On the day he took the oath of office, Donald Trump delivered two messages about what to expect from his administration. First came the lofty promise of his inaugural address. “The forgotten men and women of our country will be forgotten no longer,” he vowed. “For too long, a small group in our nation’s capital has reaped the rewards of government while the people have borne the cost. Washington flourished — but the people did not share in its wealth.”
The second message, which Trump delivered without speaking a word, was aimed at a much smaller, but very rich, audience. As the new president’s motorcade left the Capitol, rolling past knots of supporters and protesters, it suddenly stopped three blocks short of the White House. Trump, the First Lady, and the rest of his family got out of their limos and took a three-minute turn in the middle of Pennsylvania Avenue.
This was no random spot. The very first place Trump headed after being sworn in — his true destination all along, in a sense — was the Old Post Office and Clock Tower, which only 12 days before the election had been repurposed as the Trump International Hotel Washington. The elegant granite structure, whose architectural character Trump had promised to preserve, was now besmirched by a gaudy, faux-gold sign bearing his name. The carefully choreographed stop sent a clear signal to the foreign governments, lobbyists, and corporate interests keen on currying favor in Washington: The rewards of government would now be reaped by a single man — and the people would bear the cost.
But the biggest complication of Trump’s presidency — and the one he works hardest to keep secret — is the way his entire business operation is mired in massive debt. Rather than being independently wealthy, public records show, Trump and the business partnerships in which he is a leading investor owe big banks and foreign governments at least $2.3 billion — far more than his disclosure reports indicate. His largest single loan — for nearly $1 billion — is from a syndicate assembled by Goldman Sachs that includes the state-owned Bank of China. If either Trump or Jared Kushner, who tried to shake down Qatar’s finance minister for a loan, winds up needing to negotiate new terms on his ballooning debt, America could find itself being dictated to by a foreign government — all because the White House, thanks to Trump’s business model, has become a true House of Cards.
What follows is 501 days of official corruption, from small-time graft and brazen influence peddling to full-blown raids on the federal Treasury. Given how little Trump has disclosed about his finances, this timeline of self-dealing is undoubtedly only a fraction of the corruption that will eventually come to light. But as even this initial glimpse makes clear, Trump isn’t draining the swamp — he’s monetizing it.
What do you expect from a Vladimir Putin Sympathizer?
Aint that the truth.
Trump has done the unforgiveable from the Dems’ point of view.

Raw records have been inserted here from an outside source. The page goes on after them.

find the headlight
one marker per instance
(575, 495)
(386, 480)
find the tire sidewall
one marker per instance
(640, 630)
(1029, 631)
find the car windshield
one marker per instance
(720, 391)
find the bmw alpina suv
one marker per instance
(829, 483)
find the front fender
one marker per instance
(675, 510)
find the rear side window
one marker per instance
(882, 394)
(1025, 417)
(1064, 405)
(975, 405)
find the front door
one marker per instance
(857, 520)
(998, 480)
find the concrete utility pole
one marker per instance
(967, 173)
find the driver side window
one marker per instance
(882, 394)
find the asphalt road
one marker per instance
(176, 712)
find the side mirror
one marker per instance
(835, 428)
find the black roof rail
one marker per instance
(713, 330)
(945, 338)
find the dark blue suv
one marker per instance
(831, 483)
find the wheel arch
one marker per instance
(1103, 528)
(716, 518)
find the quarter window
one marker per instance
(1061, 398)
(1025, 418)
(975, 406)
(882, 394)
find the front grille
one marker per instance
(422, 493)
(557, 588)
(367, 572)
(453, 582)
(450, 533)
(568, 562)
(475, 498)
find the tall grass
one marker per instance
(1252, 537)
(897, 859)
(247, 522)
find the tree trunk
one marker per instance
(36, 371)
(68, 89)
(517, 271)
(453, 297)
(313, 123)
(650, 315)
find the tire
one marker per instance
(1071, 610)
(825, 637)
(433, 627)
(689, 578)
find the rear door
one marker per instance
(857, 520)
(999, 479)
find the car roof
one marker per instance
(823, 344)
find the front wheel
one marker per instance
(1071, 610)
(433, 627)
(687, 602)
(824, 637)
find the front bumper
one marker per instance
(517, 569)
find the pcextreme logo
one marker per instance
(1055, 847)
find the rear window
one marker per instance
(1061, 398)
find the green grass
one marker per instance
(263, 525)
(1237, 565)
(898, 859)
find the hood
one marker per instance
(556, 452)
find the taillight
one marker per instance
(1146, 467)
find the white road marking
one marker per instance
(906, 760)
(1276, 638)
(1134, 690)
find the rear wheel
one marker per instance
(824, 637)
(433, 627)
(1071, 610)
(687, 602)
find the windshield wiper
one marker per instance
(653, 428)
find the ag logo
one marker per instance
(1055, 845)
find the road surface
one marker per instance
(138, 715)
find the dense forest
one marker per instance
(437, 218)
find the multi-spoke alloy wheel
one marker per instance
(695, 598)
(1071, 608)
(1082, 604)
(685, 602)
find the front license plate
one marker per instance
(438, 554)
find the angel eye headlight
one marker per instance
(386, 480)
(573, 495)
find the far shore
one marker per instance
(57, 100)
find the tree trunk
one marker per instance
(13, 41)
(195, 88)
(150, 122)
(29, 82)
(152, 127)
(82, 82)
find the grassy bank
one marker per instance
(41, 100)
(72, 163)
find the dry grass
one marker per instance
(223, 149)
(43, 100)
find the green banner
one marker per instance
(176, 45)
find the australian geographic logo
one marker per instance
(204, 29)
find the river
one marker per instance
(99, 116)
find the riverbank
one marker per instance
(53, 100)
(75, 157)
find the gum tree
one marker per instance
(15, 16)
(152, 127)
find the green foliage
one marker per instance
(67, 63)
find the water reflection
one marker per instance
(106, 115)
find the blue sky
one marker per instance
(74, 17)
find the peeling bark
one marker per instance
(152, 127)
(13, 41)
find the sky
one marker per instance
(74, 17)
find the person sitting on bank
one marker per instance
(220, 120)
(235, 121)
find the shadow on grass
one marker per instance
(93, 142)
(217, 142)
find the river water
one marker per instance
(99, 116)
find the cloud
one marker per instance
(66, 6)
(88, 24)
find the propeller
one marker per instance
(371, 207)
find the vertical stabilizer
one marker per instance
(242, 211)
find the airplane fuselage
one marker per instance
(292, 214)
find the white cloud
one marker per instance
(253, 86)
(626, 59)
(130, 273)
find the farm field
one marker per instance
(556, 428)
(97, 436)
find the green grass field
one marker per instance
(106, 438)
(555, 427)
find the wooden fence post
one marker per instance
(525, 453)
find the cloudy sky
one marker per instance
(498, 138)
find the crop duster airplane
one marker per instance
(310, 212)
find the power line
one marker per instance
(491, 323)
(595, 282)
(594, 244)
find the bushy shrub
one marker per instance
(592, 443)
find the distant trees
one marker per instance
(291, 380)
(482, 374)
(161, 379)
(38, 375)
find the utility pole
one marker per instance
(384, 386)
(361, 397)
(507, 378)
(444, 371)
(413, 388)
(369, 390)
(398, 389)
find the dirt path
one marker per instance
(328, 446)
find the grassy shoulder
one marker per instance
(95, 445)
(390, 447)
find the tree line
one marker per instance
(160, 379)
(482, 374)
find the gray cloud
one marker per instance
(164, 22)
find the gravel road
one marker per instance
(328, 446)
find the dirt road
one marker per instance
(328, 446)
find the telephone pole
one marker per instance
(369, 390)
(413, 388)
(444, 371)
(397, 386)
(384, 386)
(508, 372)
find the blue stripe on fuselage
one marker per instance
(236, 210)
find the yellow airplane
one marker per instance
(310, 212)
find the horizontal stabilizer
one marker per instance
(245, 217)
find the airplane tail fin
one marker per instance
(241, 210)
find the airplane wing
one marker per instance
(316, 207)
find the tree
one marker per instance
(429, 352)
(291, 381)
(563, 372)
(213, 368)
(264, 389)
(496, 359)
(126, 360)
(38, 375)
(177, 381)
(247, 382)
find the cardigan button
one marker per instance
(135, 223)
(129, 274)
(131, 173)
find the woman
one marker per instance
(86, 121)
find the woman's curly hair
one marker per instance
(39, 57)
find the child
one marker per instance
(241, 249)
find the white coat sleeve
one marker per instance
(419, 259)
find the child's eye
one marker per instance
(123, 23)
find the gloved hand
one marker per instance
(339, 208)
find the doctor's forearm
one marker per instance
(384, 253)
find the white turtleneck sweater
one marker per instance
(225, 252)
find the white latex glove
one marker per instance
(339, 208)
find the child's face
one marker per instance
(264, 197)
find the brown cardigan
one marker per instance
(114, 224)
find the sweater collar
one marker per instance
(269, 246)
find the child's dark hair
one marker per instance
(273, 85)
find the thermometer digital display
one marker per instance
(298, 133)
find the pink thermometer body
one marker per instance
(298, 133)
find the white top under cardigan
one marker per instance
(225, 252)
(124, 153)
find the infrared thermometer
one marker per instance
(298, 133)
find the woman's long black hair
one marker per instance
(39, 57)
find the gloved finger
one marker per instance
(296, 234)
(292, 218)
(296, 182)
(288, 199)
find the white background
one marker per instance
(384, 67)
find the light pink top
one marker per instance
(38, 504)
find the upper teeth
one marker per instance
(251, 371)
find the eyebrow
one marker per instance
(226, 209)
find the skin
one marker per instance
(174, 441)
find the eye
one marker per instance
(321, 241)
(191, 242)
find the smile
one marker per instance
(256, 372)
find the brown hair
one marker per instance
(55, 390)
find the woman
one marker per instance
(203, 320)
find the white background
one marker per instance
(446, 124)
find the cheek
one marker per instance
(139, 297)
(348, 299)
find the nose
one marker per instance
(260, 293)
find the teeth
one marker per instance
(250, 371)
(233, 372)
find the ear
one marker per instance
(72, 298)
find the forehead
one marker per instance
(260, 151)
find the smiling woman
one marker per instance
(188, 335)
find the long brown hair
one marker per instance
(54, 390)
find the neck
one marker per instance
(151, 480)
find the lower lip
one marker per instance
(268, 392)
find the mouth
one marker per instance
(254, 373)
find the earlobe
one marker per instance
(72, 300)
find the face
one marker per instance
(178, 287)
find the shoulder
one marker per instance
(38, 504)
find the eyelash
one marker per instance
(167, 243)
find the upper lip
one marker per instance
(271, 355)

He appointed a prolife Justice. He let the Little Sisters off the hook when Obama forced them to be complicit in supplying abortifacients, and reinstated the Mexico City Policy. For that, the Dems will never forgive him, and will continue to slander him like this.
What exactly in the OP is slander?
Begins with “On” and ends with “it”.
It seems that for some Trump supporters, if you criticize him, it is slander, it is hatred and all kinds of other vile sins. They never seem to be able to back up what they claim. It seems that the commandment on false witness does not apply to them.
So nothing really specific that can be pinpointed. I am good with that. Thanks for pointing it out.
If you think that’s slander wait until you get to the actual corruption list!
In other words, you have no basis for your accusation of slander.
Well, now that’s it April 3, the thread title should change to “503 days of trump…”
There never seems to be any basis for the accusations of some Trump supporters. You ask them to back up their claims and somehow they become silent.
Why did Americans vote for him?
Do you really want my answer?
The Obama administration lobbed a shot across the bow of the Catholic church two years into his presidency.
It was called the HHS contraceptive mandate–every employer, regardless of their religious affiliation was required to pay for contraception for their employers.
Not only does this violate the first amendment, but it was a pretty clear power-grab.
Well, anyway, the majority of my family’s income is from a Catholic institution.
That means that for six years we lived under significant anxiety about what the future of that institution would mean, whether there would be that source of income. What would we do for money and how would we support our kids.
If they closed down the place, a lot of good people would have lost their jobs…
So no, I’m not sorry DJT was elected. I won’t apologize for not having that anxiety anymore.
HRC supporters don’t seem to care.
But this is my story and (besides the abortion issue) why I will never apologize for the way I voted.
Your big mistake is to presume that if someone criticizes Donald, then they must be a Hillary supporter. Of course the big question is what is the relevance of Hillary now? She is not running for anything.
There were other Republican candidates in the primaries. Americans chose DJT over all the other Republican candidates.
I don’t care and I’m not sorry.
A lot of people like Trump. I can’t figure out his position on Russia. He has been very harsh in his sanctions against Russia, but I thought he was supposed to be the one who was going to support more friendly relations with Russia.
The way I see it, Theresa May woke Trump up about Russia. He has no choice but to impose sanctions now.
Putin looks like he’s eating Trump’s lunch on the nuclear “threats” though.